Like Prohibition's speak-easys and the nation's unaware nuclear-test subjects, this will create the problem of how to make whole, those who hold erroneously-issued patents. But that cannot justify continuing to patent intellectual processes. Repaying patent-holders can and should be resolved through the political process -- although patent-holders cannot expect to retain their improperly-granted monopolies of logic. Like the rest of us, the government must accept the consequences of its errors and move to correct them.

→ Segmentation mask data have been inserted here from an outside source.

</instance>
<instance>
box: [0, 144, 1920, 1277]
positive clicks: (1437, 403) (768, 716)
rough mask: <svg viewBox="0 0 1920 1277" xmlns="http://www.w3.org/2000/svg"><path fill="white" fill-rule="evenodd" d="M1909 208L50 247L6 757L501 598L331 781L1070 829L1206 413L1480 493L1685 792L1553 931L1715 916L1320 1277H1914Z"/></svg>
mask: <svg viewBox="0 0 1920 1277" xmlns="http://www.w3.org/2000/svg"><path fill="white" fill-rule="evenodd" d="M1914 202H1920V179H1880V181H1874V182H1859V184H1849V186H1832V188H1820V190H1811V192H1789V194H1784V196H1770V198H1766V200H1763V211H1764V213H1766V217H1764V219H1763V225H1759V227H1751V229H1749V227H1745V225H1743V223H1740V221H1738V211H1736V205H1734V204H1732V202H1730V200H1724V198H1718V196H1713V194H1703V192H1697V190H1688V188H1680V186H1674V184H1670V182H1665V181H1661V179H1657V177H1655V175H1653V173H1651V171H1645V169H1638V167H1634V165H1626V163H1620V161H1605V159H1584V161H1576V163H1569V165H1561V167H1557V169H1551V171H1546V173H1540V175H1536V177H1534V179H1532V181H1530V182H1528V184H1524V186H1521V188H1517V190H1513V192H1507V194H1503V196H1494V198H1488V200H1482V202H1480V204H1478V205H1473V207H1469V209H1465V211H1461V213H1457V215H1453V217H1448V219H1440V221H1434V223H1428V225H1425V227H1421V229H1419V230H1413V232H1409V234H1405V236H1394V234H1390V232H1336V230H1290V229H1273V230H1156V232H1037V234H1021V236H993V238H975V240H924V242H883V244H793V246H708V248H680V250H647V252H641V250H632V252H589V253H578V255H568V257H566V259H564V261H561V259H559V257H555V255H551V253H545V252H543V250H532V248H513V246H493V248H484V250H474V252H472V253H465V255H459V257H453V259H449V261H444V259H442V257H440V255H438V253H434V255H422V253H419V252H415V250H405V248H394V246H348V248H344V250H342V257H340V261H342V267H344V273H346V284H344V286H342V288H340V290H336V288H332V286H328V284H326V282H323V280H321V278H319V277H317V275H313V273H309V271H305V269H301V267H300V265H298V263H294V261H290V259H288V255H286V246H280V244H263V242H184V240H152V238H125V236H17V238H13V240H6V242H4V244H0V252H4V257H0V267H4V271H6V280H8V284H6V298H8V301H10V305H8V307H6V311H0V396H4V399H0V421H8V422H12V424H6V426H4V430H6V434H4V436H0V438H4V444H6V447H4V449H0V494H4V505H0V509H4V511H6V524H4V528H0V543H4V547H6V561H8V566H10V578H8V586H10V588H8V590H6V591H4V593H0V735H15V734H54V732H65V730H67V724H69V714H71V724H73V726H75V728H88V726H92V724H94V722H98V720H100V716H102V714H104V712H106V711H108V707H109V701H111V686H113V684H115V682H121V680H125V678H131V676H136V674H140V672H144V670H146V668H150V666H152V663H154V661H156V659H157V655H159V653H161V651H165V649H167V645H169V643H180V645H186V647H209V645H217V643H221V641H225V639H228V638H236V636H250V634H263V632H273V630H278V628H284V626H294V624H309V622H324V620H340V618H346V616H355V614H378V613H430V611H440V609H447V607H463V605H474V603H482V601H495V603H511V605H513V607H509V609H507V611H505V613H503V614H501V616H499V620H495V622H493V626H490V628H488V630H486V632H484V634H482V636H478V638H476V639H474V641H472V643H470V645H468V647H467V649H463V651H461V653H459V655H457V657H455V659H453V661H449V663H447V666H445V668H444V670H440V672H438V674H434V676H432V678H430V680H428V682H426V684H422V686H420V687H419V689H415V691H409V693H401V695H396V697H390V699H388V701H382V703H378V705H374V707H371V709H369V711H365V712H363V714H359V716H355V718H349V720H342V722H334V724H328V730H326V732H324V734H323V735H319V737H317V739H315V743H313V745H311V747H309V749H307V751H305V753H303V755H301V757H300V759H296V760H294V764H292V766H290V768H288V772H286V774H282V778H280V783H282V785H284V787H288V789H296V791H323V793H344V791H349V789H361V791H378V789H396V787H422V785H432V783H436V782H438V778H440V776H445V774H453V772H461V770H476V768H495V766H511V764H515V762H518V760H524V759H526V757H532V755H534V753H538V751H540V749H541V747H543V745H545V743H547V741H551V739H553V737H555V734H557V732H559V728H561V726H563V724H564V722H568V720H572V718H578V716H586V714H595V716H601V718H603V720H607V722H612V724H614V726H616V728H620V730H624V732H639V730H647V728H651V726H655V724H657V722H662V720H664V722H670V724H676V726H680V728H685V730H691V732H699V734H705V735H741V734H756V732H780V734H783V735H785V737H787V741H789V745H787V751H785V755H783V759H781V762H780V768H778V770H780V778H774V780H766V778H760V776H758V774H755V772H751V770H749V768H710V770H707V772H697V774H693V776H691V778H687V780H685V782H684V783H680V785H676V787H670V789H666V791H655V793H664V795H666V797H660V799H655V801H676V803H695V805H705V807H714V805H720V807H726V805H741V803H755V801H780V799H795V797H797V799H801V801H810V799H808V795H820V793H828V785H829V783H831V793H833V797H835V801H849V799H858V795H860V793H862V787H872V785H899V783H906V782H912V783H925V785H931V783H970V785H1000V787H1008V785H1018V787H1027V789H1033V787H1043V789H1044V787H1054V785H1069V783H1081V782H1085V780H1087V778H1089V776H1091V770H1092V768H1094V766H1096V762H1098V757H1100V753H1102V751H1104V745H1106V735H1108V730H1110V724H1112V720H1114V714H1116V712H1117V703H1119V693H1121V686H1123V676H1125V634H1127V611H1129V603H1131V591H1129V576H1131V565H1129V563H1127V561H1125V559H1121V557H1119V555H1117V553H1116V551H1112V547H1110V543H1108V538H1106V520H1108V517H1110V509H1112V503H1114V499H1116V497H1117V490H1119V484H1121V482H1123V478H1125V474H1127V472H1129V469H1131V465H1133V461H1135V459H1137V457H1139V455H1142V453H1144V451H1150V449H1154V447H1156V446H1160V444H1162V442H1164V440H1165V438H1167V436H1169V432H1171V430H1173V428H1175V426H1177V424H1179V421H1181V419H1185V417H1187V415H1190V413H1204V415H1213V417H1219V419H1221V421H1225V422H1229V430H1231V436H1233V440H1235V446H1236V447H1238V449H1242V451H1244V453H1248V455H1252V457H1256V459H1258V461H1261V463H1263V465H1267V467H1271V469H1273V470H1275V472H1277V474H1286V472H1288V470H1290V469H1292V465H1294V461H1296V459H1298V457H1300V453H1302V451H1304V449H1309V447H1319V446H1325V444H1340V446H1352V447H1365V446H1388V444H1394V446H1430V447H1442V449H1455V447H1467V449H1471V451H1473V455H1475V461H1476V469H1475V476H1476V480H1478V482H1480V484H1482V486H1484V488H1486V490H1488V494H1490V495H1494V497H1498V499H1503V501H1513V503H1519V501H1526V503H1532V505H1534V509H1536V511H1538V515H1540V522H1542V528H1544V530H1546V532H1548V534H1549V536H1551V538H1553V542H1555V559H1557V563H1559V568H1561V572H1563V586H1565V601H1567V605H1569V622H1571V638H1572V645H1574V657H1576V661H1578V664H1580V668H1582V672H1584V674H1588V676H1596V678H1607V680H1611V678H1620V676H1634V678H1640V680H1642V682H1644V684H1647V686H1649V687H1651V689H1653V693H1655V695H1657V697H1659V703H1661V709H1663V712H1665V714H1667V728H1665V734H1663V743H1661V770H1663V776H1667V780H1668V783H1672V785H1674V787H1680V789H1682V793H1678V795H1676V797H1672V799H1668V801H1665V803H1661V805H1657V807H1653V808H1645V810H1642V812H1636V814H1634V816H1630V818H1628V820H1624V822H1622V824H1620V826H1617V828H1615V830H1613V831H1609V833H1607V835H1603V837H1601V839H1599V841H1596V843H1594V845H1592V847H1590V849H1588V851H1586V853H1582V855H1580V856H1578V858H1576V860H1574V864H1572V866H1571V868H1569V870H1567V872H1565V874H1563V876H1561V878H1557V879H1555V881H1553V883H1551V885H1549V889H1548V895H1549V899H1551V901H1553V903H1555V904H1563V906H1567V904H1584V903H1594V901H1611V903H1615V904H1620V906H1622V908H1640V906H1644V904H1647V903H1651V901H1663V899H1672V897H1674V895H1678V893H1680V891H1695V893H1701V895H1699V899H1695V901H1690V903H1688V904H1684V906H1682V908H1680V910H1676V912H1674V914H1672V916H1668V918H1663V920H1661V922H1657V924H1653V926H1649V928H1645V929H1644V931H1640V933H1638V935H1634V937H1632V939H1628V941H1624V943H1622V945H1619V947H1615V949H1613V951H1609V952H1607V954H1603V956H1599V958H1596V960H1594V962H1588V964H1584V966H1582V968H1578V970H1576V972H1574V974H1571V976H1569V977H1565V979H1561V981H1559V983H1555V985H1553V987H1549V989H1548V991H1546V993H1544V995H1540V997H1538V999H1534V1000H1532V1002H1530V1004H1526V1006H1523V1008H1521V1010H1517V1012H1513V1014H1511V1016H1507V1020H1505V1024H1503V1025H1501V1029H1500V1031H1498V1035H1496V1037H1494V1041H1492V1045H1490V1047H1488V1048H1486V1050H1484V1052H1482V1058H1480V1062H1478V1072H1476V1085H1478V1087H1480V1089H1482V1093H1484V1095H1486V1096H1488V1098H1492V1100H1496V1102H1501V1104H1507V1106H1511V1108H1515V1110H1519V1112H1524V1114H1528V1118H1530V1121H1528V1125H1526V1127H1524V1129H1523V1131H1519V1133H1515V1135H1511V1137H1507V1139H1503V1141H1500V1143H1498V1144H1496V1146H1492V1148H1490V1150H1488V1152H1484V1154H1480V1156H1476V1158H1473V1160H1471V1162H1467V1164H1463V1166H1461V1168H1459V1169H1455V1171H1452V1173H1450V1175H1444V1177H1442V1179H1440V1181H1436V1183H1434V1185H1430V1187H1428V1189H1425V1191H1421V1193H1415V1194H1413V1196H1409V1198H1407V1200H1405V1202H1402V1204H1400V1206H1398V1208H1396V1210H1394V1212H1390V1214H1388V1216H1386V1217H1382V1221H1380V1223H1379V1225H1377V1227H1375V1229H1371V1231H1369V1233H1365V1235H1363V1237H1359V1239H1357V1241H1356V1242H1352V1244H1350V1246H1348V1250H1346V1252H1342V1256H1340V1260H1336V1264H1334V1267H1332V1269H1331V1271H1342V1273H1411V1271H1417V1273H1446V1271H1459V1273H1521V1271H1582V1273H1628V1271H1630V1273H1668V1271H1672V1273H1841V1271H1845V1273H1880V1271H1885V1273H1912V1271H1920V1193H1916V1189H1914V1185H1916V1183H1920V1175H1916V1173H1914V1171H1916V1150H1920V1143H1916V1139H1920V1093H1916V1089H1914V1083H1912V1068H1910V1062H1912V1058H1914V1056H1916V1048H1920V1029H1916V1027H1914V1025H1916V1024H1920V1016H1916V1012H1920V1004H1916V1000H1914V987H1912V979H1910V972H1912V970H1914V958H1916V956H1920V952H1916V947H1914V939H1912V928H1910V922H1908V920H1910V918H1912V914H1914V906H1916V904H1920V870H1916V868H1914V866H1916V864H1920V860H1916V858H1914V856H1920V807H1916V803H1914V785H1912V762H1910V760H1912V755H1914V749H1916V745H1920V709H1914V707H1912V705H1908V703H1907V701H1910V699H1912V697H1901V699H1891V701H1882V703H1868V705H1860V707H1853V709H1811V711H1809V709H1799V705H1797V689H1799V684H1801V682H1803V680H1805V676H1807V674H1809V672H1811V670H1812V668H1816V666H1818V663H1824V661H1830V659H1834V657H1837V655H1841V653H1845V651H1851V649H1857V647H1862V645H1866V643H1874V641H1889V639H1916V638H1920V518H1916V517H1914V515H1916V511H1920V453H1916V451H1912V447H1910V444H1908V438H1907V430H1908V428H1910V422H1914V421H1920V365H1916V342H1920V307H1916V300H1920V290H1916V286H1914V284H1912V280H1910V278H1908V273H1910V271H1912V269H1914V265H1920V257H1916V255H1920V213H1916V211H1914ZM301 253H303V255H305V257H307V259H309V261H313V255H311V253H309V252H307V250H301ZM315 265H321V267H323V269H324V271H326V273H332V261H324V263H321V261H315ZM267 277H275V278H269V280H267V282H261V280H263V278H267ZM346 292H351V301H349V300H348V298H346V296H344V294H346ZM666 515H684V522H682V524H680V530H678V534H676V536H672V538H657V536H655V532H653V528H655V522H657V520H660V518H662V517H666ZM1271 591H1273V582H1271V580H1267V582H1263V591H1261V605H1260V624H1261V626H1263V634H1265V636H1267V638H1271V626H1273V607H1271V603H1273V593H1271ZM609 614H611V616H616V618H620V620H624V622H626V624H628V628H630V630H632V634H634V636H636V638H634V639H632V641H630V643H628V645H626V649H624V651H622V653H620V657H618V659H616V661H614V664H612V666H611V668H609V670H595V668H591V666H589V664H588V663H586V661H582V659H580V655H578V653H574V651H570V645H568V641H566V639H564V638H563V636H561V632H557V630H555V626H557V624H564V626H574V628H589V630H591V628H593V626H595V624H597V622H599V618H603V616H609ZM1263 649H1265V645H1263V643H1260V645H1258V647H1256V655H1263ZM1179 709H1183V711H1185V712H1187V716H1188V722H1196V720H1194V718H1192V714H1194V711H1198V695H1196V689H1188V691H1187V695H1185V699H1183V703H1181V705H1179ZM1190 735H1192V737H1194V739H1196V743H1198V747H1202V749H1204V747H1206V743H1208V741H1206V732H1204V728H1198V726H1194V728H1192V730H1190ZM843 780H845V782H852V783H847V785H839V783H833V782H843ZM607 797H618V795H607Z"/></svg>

SECOND: Until -- and only until -- software patents are definitively prohibited, reject or at least freeze all such applications that have not yet been granted, pending conclusive action on all of the following twelve recommendations:
But, to best promote the nation's progress, reward innovative algorithms, benefit investors, enhance the economy, create and protect high-wage jobs, and permit continuing global leadership -- refute software patents.
Let us stand on each others' shoulders, rather than on each others' toes.
I appreciate your attention to these comments and recommendations and look forward to your timely response and action.